Lucent Technologies claims to have solved the mobile world's biggest headache - finding the killer application that will make consumers embrace mobile data networks.
However, those hoping to learn of a new mobile ecommerce technology or IP videoconferencing may be disappointed to hear that the killer app, according to Lucent, is voice.
Operators are preparing to make huge investments in next generation mobile networks that promise broadband video and data to mobile handsets.
In the UK, the license fees for third generation UMTS are expected to cost hundreds of millions of pounds. On top of this, operators will have to build completely new third generation networks.

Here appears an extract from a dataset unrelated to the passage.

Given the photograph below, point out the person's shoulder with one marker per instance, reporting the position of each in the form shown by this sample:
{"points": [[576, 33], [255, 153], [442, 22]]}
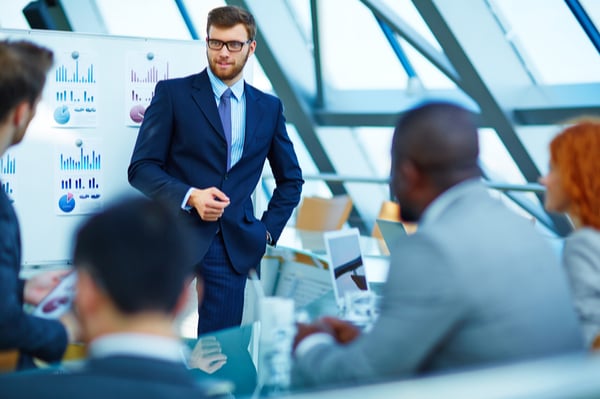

However, with UMTS not expected to emerge until some time after 2002, operators are looking to interim solutions, including GPRS (General Packet Radio System), to increase the bandwidth of existing GSM networks.
The UK's mobile operators are busy dabbling in GPRS technology, but most are still searching for the application that will justify the huge expense of the technology upgrade.
Lucent says the operators have become too focussed on developing data applications, while the application most likely to succeed in the near term is voice. Lucent is now pushing its PacketGSM products that enable operators to upgrade their networks to GPRS for both data and voice.
"People are currently viewing GPRS as a parallel to GSM. We're saying you need now to migrate GSM to the packet environment," said Arif Hussain, product team leader for PacketGSM at Lucent.
"One of the most significant factors in considering a GPRS roll out is what the end users want to buy. Take out the uncertainty, sell your service that is good today - voice," he said.
At the Telecom 99 show in Geneva later this year, Lucent is planning to demonstrate a voice over GPRS system for the first time. Lucent hopes to start trialing the system in early 2000.
By installing a GPRS network and selling voice services over it, operators can expand the capacity of their networks - because of the higher bandwidth - and can introduce data services gradually, without having to try to realise rapid returns on unproven data services.
"This takes the risk out of selling data services," said Hussain. "It gives operators flexibility in terms of introducing data services that don't have to stand up on their own."
Operators might be concerned that data users would quickly abandon GPRS networks as soon as UMTS becomes available, leaving large amounts of bandwidth unused. However, Lucent expects only the high end users to migrate to premium third generation services.